How to Prevent Dog Shaking
Similar to treatment, the prevention of dog shaking depends on the cause. Some of the ways you can prevent trembling in your dog include:
- Keeping her warm all the time. If it is cold outside, keep her indoors and she is still cold, cover her with a warm blanket. Maybe even light a fire. Whatever works!!
- Keep all potential poisons out of your dog’s reach. Remember many substances that are safe for humans may be toxic to dogs for example some essential oils and cleaning agents.
- Comfort your dog in cases where she may develop anxiety for example at the vet or before a vaccination. You can carry her favorite snacks to the vaccination or pet her during the examination.
- See a dog behavioralist. They will teach your dog how to respond to unfamiliar circumstances like seeing guests or interacting with other dogs.
- Ensure your dog lives a generally healthy lifestyle. Give her healthy high-quality food, allow her to get some exercise every day, and ensure she gets all her vaccinations in time.
Our Final Thoughts
In conclusion, shaking in dogs is a normal response to stimuli like coldness, fear, or excitement. However, it can also be an indicator of a more serious and potentially life-threatening condition. Some of the more serious conditions or illnesses that may cause your dog to shake include kidney disease, distemper, poisoning, and injury.
If your dog is found of shaking regularly, it could be that she has Generalized Tremor Syndrome (GTS). GTS is a normal condition especially in small dogs but if the tremors are causing your dog discomfort or pain, steroid medication can help.

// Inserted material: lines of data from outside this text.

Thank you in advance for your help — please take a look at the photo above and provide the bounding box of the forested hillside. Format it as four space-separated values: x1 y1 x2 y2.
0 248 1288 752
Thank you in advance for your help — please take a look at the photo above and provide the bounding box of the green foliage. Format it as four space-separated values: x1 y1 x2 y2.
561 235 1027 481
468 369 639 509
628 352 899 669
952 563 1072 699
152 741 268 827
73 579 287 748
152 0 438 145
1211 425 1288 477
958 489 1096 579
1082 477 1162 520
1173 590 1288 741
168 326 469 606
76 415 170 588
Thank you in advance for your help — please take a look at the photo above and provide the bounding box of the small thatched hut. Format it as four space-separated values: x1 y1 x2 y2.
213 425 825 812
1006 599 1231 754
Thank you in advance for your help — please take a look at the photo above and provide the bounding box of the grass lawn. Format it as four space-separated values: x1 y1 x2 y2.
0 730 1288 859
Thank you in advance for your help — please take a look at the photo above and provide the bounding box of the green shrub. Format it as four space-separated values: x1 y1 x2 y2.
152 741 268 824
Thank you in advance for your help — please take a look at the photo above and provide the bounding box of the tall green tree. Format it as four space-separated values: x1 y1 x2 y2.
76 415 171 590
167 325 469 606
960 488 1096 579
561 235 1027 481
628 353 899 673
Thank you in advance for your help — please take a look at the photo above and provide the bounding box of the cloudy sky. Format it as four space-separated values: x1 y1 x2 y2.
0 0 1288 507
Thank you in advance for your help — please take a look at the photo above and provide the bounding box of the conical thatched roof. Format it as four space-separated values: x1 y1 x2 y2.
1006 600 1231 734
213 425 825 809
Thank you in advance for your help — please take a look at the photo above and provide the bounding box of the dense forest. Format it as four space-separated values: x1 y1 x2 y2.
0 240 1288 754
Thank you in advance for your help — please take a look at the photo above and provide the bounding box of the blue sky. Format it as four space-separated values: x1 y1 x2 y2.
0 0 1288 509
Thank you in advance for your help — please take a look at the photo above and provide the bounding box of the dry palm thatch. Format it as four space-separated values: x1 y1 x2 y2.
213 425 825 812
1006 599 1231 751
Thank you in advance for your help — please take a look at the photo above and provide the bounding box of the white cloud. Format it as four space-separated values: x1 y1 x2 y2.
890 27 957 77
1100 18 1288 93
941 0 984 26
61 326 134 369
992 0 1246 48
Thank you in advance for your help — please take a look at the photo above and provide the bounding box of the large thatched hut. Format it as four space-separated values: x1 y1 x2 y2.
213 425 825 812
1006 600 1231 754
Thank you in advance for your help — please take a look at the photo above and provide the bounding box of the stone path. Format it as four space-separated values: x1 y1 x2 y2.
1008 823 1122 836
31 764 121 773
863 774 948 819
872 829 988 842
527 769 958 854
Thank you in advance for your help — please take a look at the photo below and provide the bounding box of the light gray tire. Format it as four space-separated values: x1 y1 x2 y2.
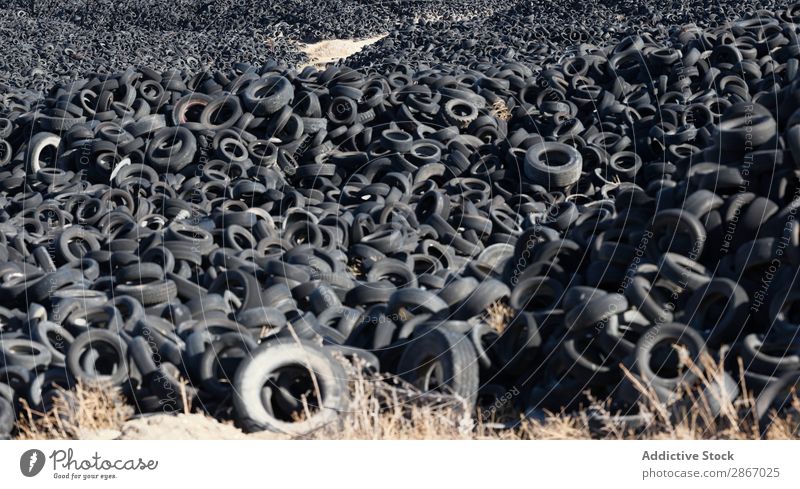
525 141 583 189
233 338 348 435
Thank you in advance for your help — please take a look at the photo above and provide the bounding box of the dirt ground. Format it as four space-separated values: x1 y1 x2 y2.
80 414 285 440
301 34 386 68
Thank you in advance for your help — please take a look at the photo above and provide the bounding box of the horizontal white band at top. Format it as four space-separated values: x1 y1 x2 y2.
0 440 800 489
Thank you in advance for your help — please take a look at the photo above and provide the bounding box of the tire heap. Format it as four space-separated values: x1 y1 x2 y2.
0 5 800 435
0 10 308 92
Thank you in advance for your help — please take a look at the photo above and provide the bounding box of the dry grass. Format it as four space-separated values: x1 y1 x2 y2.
484 301 514 333
347 257 364 278
490 99 511 121
17 384 133 440
18 357 800 440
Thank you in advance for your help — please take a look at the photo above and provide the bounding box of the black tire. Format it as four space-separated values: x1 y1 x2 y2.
525 142 583 189
66 328 129 386
241 75 294 116
685 278 749 347
114 280 178 307
397 329 479 411
635 323 705 392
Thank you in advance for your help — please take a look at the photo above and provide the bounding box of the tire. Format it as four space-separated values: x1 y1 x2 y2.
755 372 800 436
635 323 705 392
233 339 348 435
66 329 129 386
25 132 61 173
241 75 294 117
0 338 53 370
525 142 583 189
30 321 75 366
114 280 178 307
197 333 257 398
397 329 479 406
685 278 749 347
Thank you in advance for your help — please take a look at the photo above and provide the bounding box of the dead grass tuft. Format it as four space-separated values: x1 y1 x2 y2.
485 301 514 333
491 99 511 121
17 384 133 440
12 352 800 440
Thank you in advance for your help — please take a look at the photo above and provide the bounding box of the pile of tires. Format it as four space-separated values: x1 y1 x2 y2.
0 5 800 435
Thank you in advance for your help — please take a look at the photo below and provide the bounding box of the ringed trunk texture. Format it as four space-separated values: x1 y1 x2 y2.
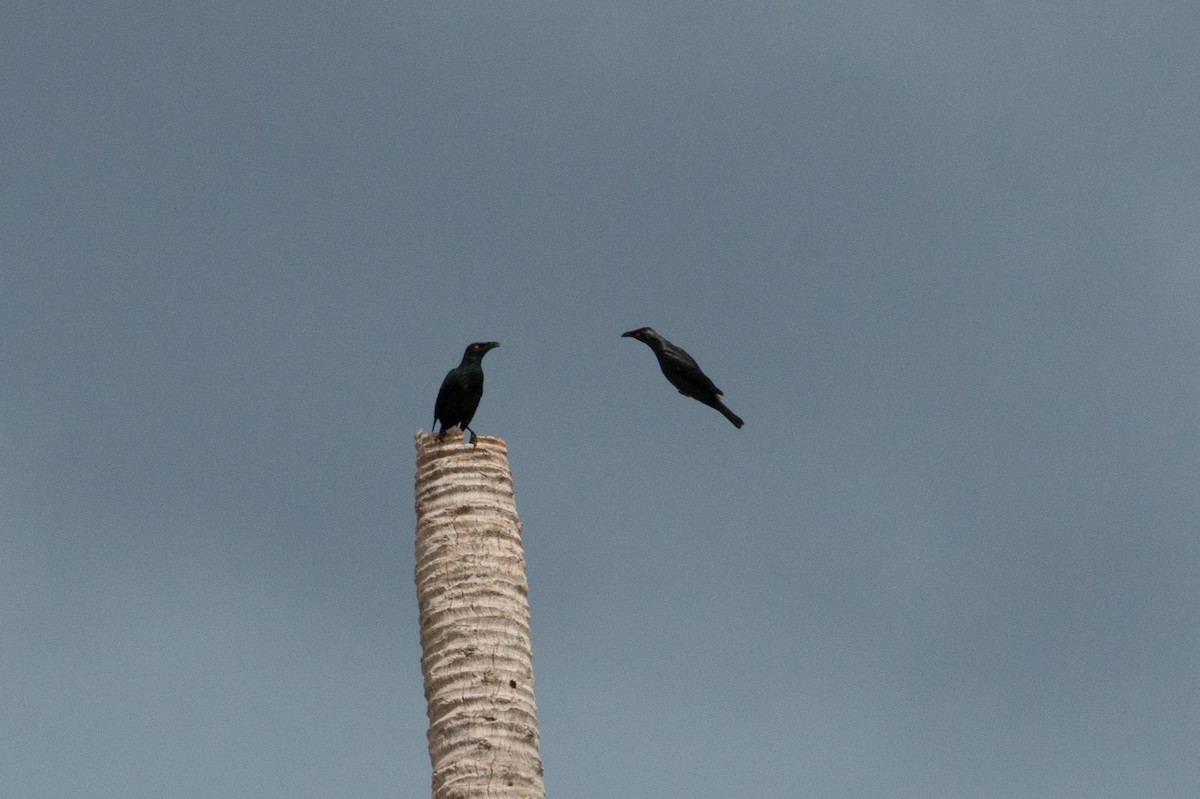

To prevent or treat tremors in your dog, identify the underlying cause and do your best to eliminate or limit it. For example, if your dog shakes out of fear, comfort her, if she shakes because of coldness, keeps her warm always.
When in doubt about your dog’s tremors, always consult your vet. Dogs often shake for no serious reasons but the shaker syndrome could be a sign of a more grave illness.
Frequently Asked Questions
What should I do if my dog is shaking?
If it is cold, warm your dog up immediately. Dogs shake for a variety of other reasons for example fear, excitement, anxiety, pain, muscle weakness, and illness. After you identify what is making your dog shake, you should try to treat it. If you cant identify the root cause, seek help from your vet immediately.
Is shaking a sign of pain in dogs?
Yes, shaking can be a sign of pain in dogs. You may notice your dog shake at the point of pain or all over the body.
Why is my dog shivering and trembling?
Shivering in dogs can be caused by the cold, illness, poisoning, fear, excitement, anxiety, pain, injury, muscle weakness, and so on.